APS retoma fiscalização do descarte de água de lastro no Porto de Santos

Restabelecimento ocorre após liminar do Superior Tribunal de Justiça (STJ); navios devem comprovar que estão regulares para poderem atracar

Rodrigo Florentino
Publicado em 04/11/2025, às 10h54

A água para lastro serve para estabilizar navios - Divulgação/APS


A Autoridade Portuária de Santos (APS) voltou a exigir o atestado que comprova o cumprimento das regras internacionais de fiscalização do descarte da água de lastro, uma condição para navios poderem atracar no Porto de Santos, no litoral de São Paulo.

Segundo a APS, o restabelecimento ocorre após liminar do ministro Teodoro Silva Santos, do Superior Tribunal de Justiça (STJ), que reconheceu a competência do juiz Diego Câmara, da 17ª Vara Federal de Brasília.

O magistrado havia concedido segurança em mandado impetrado pela gestora do porto contra ato da Agência Nacional de Transportes Aquaviários (Antaq), que declarou nula uma norma que estabelece os procedimentos exigidos para o descarte.



Questão teve início com determinação da Antaq - Reprodução/gov.br


O que é água de lastro

Segundo a Marinha do Brasil, a água de lastro garante a estabilidade da embarcação.
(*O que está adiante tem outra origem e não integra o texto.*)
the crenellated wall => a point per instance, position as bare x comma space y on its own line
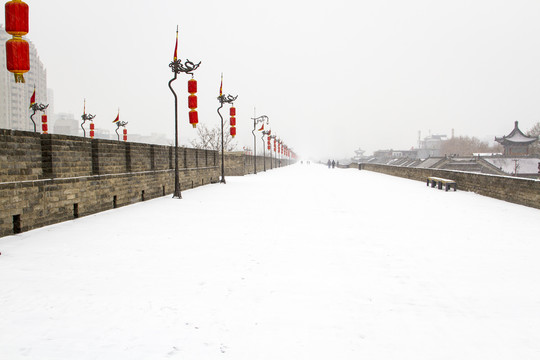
46, 179
512, 189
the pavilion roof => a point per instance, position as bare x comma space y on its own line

O conteúdo é armazenado em tanques para aumentar a segurança, auxiliar a propulsão e atuar como contrapeso. No passado, essa estabilização era feita com lastro sólido, como pedras e metais.

Com o avanço do transporte marítimo e a construção de navios de aço, a água passou a substituir esses materiais por razões de eficiência, disponibilidade e menor custo.
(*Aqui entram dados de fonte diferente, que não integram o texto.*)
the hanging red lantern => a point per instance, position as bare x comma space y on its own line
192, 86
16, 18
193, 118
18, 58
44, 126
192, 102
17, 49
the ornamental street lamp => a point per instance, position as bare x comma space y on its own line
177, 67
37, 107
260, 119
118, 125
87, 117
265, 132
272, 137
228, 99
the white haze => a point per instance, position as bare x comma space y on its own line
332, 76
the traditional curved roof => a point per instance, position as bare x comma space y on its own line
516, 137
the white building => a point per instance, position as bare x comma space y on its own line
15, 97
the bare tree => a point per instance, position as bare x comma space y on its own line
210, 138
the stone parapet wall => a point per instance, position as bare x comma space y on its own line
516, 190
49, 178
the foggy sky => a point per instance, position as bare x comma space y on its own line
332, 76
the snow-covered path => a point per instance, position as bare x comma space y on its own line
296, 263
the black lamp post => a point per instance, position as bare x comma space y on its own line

O que a APS busca é o cumprimento da convenção internacional, que coíbe o descarte irregular de água de lastro em mar aberto, estuários, enseadas e baías da Baixada Santista.
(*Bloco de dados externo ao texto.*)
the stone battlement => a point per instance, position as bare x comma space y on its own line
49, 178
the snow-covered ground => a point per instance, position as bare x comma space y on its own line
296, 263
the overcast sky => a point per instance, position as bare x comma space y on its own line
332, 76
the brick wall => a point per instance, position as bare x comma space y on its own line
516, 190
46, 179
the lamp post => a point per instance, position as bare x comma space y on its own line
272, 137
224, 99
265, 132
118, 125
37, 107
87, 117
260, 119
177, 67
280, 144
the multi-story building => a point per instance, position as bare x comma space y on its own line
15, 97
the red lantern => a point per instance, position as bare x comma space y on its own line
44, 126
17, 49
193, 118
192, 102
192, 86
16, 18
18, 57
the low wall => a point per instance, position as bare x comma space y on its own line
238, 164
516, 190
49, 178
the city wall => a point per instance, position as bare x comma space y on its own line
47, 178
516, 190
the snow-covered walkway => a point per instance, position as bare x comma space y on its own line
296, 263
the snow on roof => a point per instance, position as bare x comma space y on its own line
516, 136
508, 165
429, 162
Conteúdo é armazenado em tanques - Reprodução/UFU

Objetivo

A meta é reduzir o risco de bioinvasão e de contaminação ambiental associadas ao transporte de organismos, resíduos e patógenos na água de lastro.

De acordo com a APS, espécies exóticas sem predadores naturais podem se reproduzir rapidamente, competir com a fauna local e gerar desequilíbrios ecológicos.

Além disso, bactérias e outros agentes patogênicos podem ser levados de uma região a outra com o despejo da água contaminada.



Adaptação

A APS informou que, neste primeiro momento, não haverá multa para permitir a adequação dos armadores.

A fiscalização previne danos ambientais por espécies exóticas e nocivas à vida marinha e ao meio ambiente. Por enquanto, não haverá aplicação de multas para que os armadores possam se adequar à norma vigente”, afirmou Sidnei Aranha, superintendente de Meio Ambiente da APS.

Como funcionará

O procedimento exige que o armador apresente o atestado antes da atracação. A partir daí, a APS aciona um sistema remoto credenciado de fiscalização, que utiliza inteligência artificial, GPS e outras tecnologias para verificar se a troca e o descarte de água ocorreram nas áreas permitidas ou se foi empregado sistema de filtragem.